Entity Search

The Problem

In a traditional inverted index, we see a mapping from keywords to documents which enables searching a corpus be it the web, email, or a research database. Oftentimes, particularly while using a web search engine, users are not looking for a webpage - they are looking for information inside the webpages. This means that question answering is a very important topic in information retrieval, and is beginning to spawn new technologies like Google’s Knowledge Graph.

An important subset of question answering is when users desire entities as search results. Generally speaking an entity is a noun, and some of the most common entity classes are “person”, “location”, and “organization”. The concept of entities as search results or as search inputs, an “entity search,” is not easily supported by a traditional inverted index from keywords to documents. Using such an inverted index would require scanning result document contents and aggregating at search time, which is roundabout and expensive.

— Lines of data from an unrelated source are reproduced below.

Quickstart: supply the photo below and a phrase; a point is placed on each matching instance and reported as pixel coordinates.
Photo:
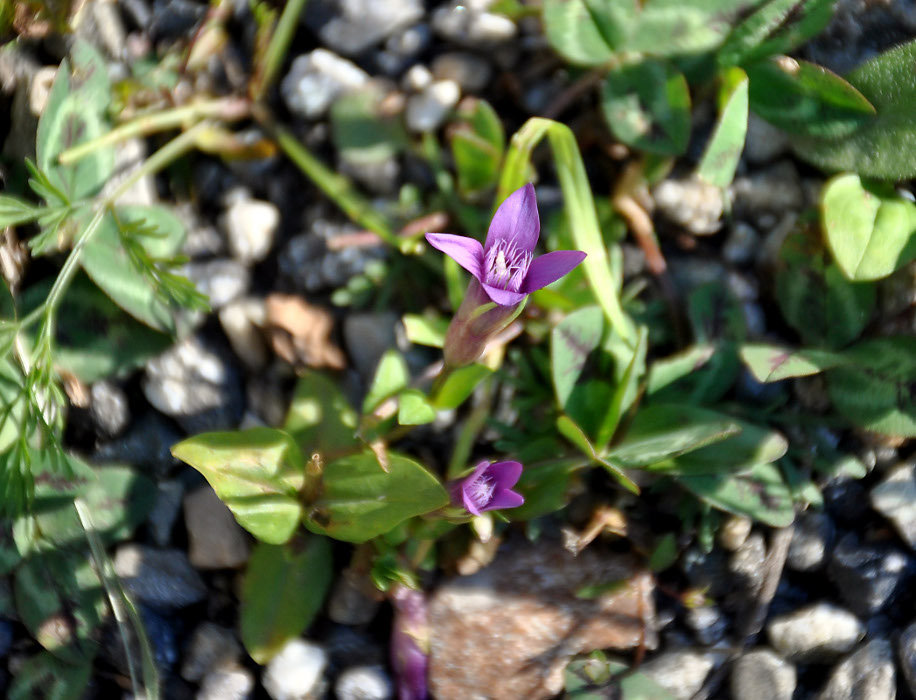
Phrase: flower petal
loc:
(505, 474)
(505, 499)
(465, 251)
(503, 297)
(516, 220)
(550, 267)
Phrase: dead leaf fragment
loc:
(301, 333)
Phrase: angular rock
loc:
(682, 672)
(212, 646)
(216, 540)
(867, 674)
(762, 675)
(508, 630)
(296, 672)
(364, 683)
(811, 541)
(250, 226)
(816, 633)
(162, 578)
(868, 576)
(895, 499)
(318, 78)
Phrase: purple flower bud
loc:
(505, 272)
(409, 643)
(488, 487)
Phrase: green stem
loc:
(225, 109)
(279, 45)
(337, 187)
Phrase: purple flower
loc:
(505, 272)
(505, 265)
(488, 487)
(409, 643)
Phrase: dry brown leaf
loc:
(301, 333)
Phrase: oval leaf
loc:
(359, 501)
(869, 228)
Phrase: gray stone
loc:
(869, 576)
(895, 499)
(734, 532)
(231, 682)
(762, 675)
(470, 71)
(367, 336)
(162, 578)
(867, 674)
(816, 633)
(194, 385)
(221, 280)
(357, 25)
(766, 195)
(296, 672)
(108, 408)
(364, 683)
(212, 646)
(162, 517)
(764, 142)
(250, 226)
(216, 540)
(691, 203)
(906, 650)
(811, 541)
(682, 672)
(316, 79)
(523, 609)
(427, 110)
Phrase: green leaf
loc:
(805, 99)
(739, 453)
(95, 338)
(815, 297)
(359, 501)
(647, 106)
(869, 228)
(283, 590)
(761, 494)
(723, 151)
(875, 388)
(663, 431)
(478, 143)
(772, 363)
(777, 26)
(414, 408)
(391, 376)
(320, 419)
(48, 677)
(573, 32)
(257, 473)
(74, 115)
(422, 330)
(571, 342)
(106, 261)
(15, 211)
(884, 148)
(669, 370)
(59, 599)
(459, 385)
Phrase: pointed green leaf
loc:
(257, 473)
(871, 230)
(283, 590)
(359, 501)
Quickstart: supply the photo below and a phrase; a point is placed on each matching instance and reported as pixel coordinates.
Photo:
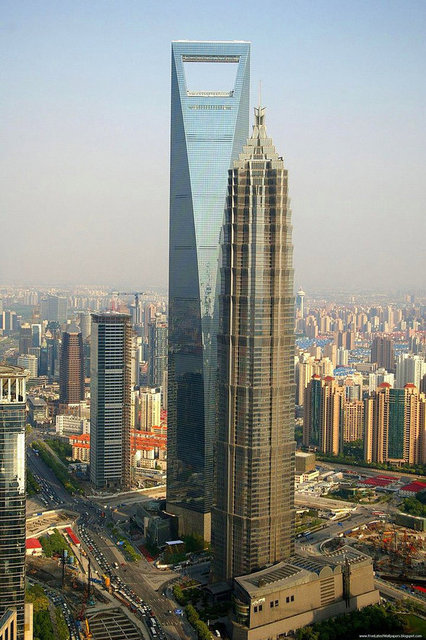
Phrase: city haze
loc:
(85, 116)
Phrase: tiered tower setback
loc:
(253, 515)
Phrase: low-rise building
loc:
(80, 445)
(300, 591)
(37, 410)
(304, 462)
(67, 425)
(33, 547)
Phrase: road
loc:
(143, 578)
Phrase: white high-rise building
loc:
(381, 375)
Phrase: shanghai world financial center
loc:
(208, 130)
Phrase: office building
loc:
(382, 352)
(209, 126)
(12, 493)
(253, 512)
(71, 369)
(110, 393)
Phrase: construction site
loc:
(398, 552)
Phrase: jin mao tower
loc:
(253, 515)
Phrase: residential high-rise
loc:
(300, 302)
(149, 409)
(395, 425)
(209, 126)
(85, 323)
(382, 352)
(410, 369)
(12, 492)
(157, 351)
(30, 363)
(253, 512)
(71, 368)
(110, 400)
(353, 420)
(323, 418)
(312, 412)
(36, 334)
(25, 338)
(332, 400)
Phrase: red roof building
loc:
(33, 547)
(72, 536)
(414, 487)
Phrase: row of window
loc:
(272, 604)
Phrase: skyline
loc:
(87, 114)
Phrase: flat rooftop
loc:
(297, 570)
(9, 370)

A far more natural implementation of an entity search would be an inverted index which can map from both terms and entities, to both documents and entities. This approach requires that Named Entity Recognition (NER), and some level of aggregation, be completed at indexing time. While this makes query time more efficient, it poses some challenges.

Named Entity Recognition

One challenge of building an entity-aware system is the task of Named Entity Recognition (NER). NER has been well studied, and there are a number of open source implementations using a variety of approaches. There are broadly three categories of NER: probabilistic, gazetteer, and rule-based.

Probabilistic approaches rely on machine learning techniques to identify features in text which signal the existence of an entity. This often goes hand in hand with Part of Speech (POS) tagging, which is also a well studied problem. Using a probabilistic approach to NER requires a model is trained on an annotated training set, which can be tedious to produce.

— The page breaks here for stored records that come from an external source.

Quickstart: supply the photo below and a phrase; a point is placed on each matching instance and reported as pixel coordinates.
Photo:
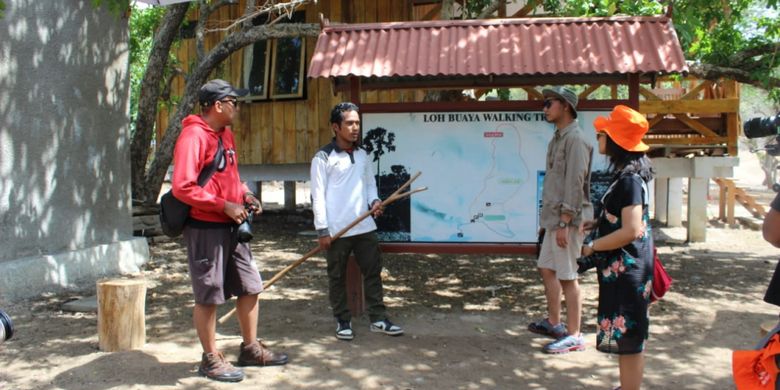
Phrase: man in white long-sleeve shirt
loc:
(343, 188)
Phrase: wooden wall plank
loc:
(301, 134)
(711, 106)
(264, 127)
(290, 153)
(277, 136)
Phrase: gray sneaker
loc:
(566, 344)
(544, 327)
(386, 327)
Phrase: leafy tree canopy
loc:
(737, 39)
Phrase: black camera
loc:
(245, 228)
(6, 327)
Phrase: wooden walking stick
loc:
(398, 194)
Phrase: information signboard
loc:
(483, 170)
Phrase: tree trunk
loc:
(149, 95)
(197, 77)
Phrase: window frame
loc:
(248, 57)
(301, 75)
(270, 74)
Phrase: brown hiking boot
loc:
(214, 366)
(257, 354)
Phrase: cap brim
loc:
(240, 92)
(546, 92)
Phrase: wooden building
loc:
(284, 120)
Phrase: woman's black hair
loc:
(622, 162)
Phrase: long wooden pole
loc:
(390, 199)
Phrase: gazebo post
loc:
(633, 90)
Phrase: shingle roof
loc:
(512, 47)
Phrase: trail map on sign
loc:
(482, 169)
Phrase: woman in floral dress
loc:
(622, 249)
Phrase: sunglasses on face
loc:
(234, 102)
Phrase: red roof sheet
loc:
(530, 46)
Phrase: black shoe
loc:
(214, 366)
(344, 330)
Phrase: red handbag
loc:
(662, 282)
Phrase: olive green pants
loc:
(367, 254)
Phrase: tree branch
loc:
(149, 92)
(490, 9)
(747, 54)
(713, 72)
(197, 77)
(249, 14)
(206, 10)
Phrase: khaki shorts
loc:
(561, 260)
(220, 267)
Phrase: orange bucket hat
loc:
(624, 126)
(756, 369)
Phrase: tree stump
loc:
(121, 318)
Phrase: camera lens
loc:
(245, 229)
(6, 327)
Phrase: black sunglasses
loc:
(548, 103)
(234, 102)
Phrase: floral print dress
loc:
(625, 274)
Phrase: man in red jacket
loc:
(220, 266)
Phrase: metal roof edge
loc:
(333, 27)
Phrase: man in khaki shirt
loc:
(565, 205)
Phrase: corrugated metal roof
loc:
(529, 46)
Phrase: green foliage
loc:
(711, 32)
(117, 7)
(143, 24)
(473, 8)
(602, 7)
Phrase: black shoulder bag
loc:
(173, 212)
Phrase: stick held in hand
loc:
(397, 195)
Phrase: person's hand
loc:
(588, 225)
(254, 203)
(376, 209)
(562, 237)
(587, 251)
(324, 242)
(235, 211)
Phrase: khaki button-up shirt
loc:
(566, 188)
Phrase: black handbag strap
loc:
(206, 173)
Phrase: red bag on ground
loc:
(662, 282)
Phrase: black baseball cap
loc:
(217, 89)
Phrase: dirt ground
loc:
(465, 318)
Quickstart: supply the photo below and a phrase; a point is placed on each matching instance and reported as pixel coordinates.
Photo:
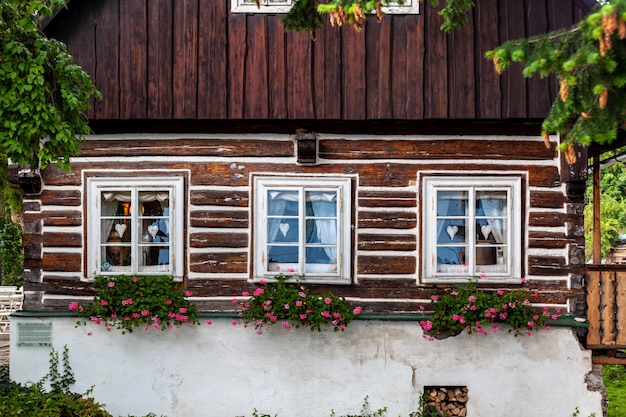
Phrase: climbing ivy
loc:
(43, 95)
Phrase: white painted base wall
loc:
(221, 370)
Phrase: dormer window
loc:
(283, 6)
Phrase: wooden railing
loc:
(606, 306)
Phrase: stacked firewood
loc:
(448, 401)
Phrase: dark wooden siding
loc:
(194, 60)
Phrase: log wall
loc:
(386, 216)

Gazetteer approaches rely on a dictionary of known entities and some form of string matching to identify where any of these entities exist in text. Exact string matching tends to produce low recall in most scenarios, so there exist a number of approximate string matching techniques in the literature for gazetteer NER. Though gazetteer NER can be quite powerful, a complete and accurate dictionary of known entities can be difficult to produce.

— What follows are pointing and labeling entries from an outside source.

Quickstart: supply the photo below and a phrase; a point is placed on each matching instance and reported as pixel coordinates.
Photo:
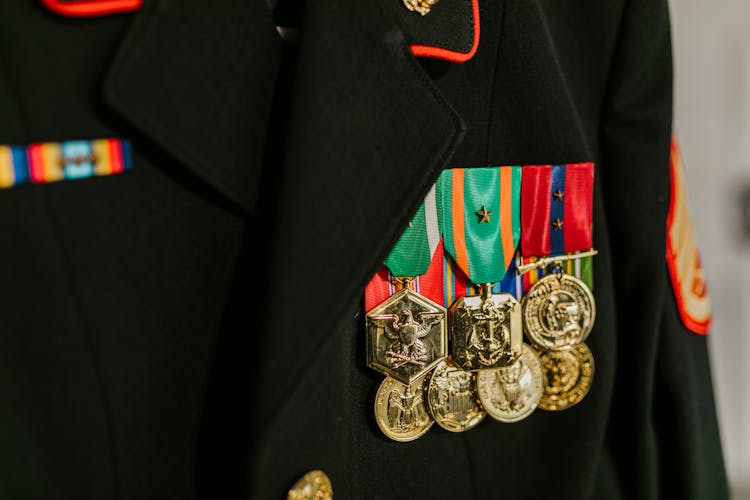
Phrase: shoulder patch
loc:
(683, 257)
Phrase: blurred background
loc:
(712, 121)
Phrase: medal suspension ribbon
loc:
(480, 217)
(418, 254)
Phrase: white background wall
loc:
(712, 121)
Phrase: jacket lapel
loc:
(199, 83)
(369, 134)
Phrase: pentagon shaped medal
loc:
(486, 331)
(406, 336)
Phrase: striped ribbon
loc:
(412, 254)
(457, 285)
(556, 209)
(429, 284)
(57, 161)
(481, 246)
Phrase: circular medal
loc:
(401, 410)
(558, 312)
(315, 485)
(511, 393)
(567, 377)
(452, 398)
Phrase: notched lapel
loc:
(199, 82)
(369, 134)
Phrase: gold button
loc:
(314, 485)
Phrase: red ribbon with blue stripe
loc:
(556, 209)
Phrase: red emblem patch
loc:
(683, 257)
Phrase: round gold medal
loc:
(558, 312)
(452, 398)
(315, 485)
(567, 377)
(401, 410)
(511, 393)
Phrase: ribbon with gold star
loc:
(556, 212)
(480, 218)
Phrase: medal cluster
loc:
(489, 369)
(489, 352)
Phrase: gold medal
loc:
(558, 312)
(421, 6)
(486, 330)
(406, 336)
(452, 398)
(401, 410)
(567, 377)
(315, 485)
(511, 393)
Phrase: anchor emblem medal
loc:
(486, 330)
(481, 228)
(559, 309)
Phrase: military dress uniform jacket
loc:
(192, 328)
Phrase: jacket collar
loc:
(368, 134)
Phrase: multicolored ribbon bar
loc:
(556, 209)
(480, 217)
(57, 161)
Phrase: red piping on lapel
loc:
(91, 8)
(450, 55)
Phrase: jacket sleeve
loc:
(663, 432)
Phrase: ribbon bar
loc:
(57, 161)
(556, 209)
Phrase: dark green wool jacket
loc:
(192, 329)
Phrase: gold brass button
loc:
(314, 485)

Rule-based approaches are quite similar to probabilistic approaches in that they rely on contextual features to identify entities. The difference is that these features are not learned, they are specified by the user. Though this can work very well in some cases, it generally requires deep domain knowledge and can be prohibitively tedious.

There are hybrid systems in existence. Stanford’s Conditional Random Field NER classifier has the option of including a gazette during training of the probabilistic model. This gazette is used as additional features for training the model, and does not guarantee that an exact string match in the gazette will result in the associated entity tag. This is a very interesting concept, as it may help to mitigate the need for a complete gazette, though its required labeled training data may present an issue for a large number of entity types.

Generally, not one NER approach is sufficient for all cases. Domain and application specific NER configuration is a must for enabling entity search, and has thus been one focus of this research.

Index Design

Another challenge of building an entity aware system is the design of the index itself. There can be a number of ways to represent entities within the index, and each has benefits and drawbacks.

One approach would be to treat entity instances as documents. This is intuitive because entities are search targets. However, this requires a good deal of preprocessing since one entity instance can appear in a large number of documents. It may further complicate things when the index is updated with new documents, as all of the entity instances in the new document require changes be made to their corresponding entity documents. Additionally, there can be many ways to store the context of each entity instance in an entity document so that the entity can be searched; it is not unreasonable that these entity documents can become very large.

Another approach would be to simply tag entities within each document. This would allow for a lighter preprocessing phase, though more work is required at query time to convert document results into entity results.

Another approach would be to create a document for every appearance of an entity instance. While this trivializes the problem of updating the index with new documents, it requires aggregation be done at query time, which may be slow. Additionally, this can lead to a very large number of entity occurrence documents in the index.

A final approach is to leverage the information stored in the index for each term to document matching. If a term maps to a document, typically additional information such as frequency of that term in the document is recorded. Entity instances near a term in that document could be stored along with this information. This lessens the preprocessing requirements, but makes search quite unnatural to implement. It is also counterintuitive.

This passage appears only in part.